This repository contains the experimental setup and results for benchmarking the LMCache network under various latency conditions. The goal is to evaluate the performance impact of network latency on LMCache using standardized benchmarking tools.
We conducted experiments by simulating different network latency values and measuring the system's performance.
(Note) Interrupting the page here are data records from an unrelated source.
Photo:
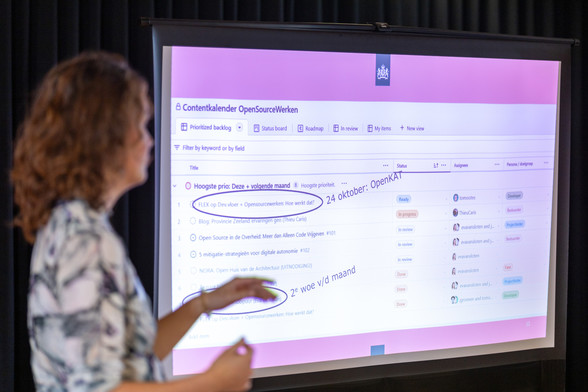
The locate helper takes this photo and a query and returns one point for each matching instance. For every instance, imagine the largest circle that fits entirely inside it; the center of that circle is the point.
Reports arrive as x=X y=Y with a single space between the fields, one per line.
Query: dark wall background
x=36 y=34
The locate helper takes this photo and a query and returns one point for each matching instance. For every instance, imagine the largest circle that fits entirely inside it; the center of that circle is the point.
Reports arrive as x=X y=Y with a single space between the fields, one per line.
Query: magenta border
x=188 y=361
x=221 y=73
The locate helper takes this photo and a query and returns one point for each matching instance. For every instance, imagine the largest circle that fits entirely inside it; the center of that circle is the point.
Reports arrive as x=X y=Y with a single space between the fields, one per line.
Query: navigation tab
x=346 y=128
x=312 y=129
x=269 y=129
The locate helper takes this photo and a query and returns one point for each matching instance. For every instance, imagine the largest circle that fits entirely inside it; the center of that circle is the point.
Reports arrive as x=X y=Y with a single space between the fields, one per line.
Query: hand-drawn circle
x=221 y=313
x=269 y=216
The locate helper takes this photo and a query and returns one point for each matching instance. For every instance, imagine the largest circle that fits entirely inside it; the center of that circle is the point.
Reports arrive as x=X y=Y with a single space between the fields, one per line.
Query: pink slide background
x=323 y=76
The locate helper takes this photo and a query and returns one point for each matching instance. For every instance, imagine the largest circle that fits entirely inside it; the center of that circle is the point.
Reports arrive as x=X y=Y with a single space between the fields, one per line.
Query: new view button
x=514 y=294
x=514 y=195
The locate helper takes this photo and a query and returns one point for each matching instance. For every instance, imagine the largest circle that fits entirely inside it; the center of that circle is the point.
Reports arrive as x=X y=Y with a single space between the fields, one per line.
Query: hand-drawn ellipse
x=247 y=305
x=258 y=203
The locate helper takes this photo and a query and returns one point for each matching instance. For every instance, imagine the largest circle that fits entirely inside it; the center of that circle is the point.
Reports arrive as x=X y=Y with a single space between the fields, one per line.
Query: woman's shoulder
x=77 y=236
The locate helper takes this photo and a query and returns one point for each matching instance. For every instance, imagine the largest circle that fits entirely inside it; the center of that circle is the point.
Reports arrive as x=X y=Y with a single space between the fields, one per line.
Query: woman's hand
x=232 y=369
x=235 y=290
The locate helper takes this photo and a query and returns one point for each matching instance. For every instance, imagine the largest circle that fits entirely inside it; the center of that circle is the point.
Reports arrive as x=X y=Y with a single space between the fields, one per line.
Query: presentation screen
x=404 y=206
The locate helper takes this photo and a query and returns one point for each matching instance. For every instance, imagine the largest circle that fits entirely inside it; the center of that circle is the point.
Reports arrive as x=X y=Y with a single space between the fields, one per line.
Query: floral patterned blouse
x=89 y=318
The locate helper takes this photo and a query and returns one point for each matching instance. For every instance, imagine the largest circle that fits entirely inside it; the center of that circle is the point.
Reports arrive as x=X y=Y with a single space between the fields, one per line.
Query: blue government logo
x=383 y=70
x=383 y=73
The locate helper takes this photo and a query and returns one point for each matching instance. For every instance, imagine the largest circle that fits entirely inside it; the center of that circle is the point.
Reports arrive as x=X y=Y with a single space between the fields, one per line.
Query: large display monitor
x=406 y=190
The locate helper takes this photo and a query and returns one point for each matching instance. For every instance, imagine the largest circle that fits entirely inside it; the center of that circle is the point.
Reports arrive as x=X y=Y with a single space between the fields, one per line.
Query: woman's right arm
x=230 y=372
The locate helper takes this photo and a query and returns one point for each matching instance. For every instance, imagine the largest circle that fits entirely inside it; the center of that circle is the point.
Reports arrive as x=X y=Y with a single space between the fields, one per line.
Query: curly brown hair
x=75 y=128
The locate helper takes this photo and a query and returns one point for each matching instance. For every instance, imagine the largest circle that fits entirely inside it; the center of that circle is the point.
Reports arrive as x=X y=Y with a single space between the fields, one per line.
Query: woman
x=81 y=147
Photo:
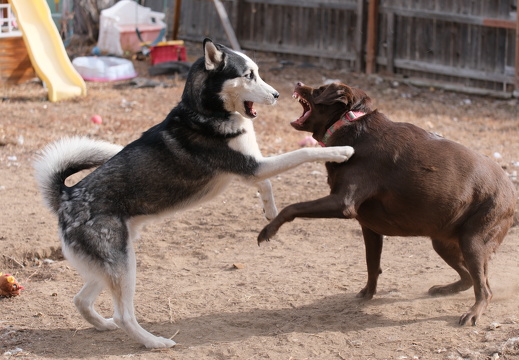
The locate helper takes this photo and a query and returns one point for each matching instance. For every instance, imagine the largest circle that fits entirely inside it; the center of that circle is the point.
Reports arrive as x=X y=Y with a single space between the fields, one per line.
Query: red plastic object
x=163 y=53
The experiments were performed using the llmperf benchmarking tool to ensure reliable and comparable results.
The following latency values were tested during the experiments:
- 0ms
- 10ms
- 20ms
- 30ms
- 40ms
- 50ms
- 1000ms
The benchmarking was carried out using llmperf, which provides a comprehensive framework for evaluating language model performance under various conditions.
To run the experiment, first start the containers:
docker-compose up -dThen, set the desired round-trip latency between vLLM+LMCache and Redis by running:
./scripts/latency.sh <RTT_MS>This command applies the specified <RTT_MS> latency to the network communication between the vLLM+LMCache container and the Redis container.
RAY_memory_usage_threshold=0.99
RAY_num_cpus=1
OPENAI_API_BASE="http://127.0.0.1:8000/v1"
OPENAI_API_KEY="sk-local"
python token_benchmark_ray.py --model "Qwen/Qwen3-0.6B" --mean-input-tokens 128 --stddev-input-tokens 32 --mean-output-tokens 64 --stddev-output-tokens 16 --max-num-completed-requests 50 --timeout 300 --num-concurrent-requests 1 --results-dir "result_outputs/0ms" --llm-api openai --additional-sampling-params '{}'flowchart LR
%% Client
User["User (localhost): curl/llmperf"]
%% vLLM container
subgraph VCON["vLLM container"]
VLLM["vLLM + LMCache"]
Veth["eth0"]
NetemV["tc netem (latency)"]
end
%% Redis container
subgraph RCON["Redis container"]
Redis["Redis"]
Reth["eth0"]
NetemR["tc netem (latency)"]
end
%% Client -> vLLM API
User -->|"OpenAI API port 8000"| VLLM
%% vLLM -> netem -> Redis (latency is injected here)
VLLM -->|"KV ops GET/PUT"| NetemV
NetemV -->|"TCP 6379"| NetemR
NetemR --> Redis
%% NIC attachment (visual)
VLLM --- Veth
Redis --- Reth
Veth --- NetemV
Reth --- NetemR
%% Optional: show tested latencies
Legend["Latency settings: 0/10/20/30/40/50/1000 ms"]
NetemV --- Legend
The user sends requests from the localhost to the vLLM API server. LMCache inside the vLLM container performs KV operations against Redis over TCP. Network latency is injected using tc netem on each container's eth0. We tested with X ∈ {0, 10, 20, 30, 40, 50, 1000} ms.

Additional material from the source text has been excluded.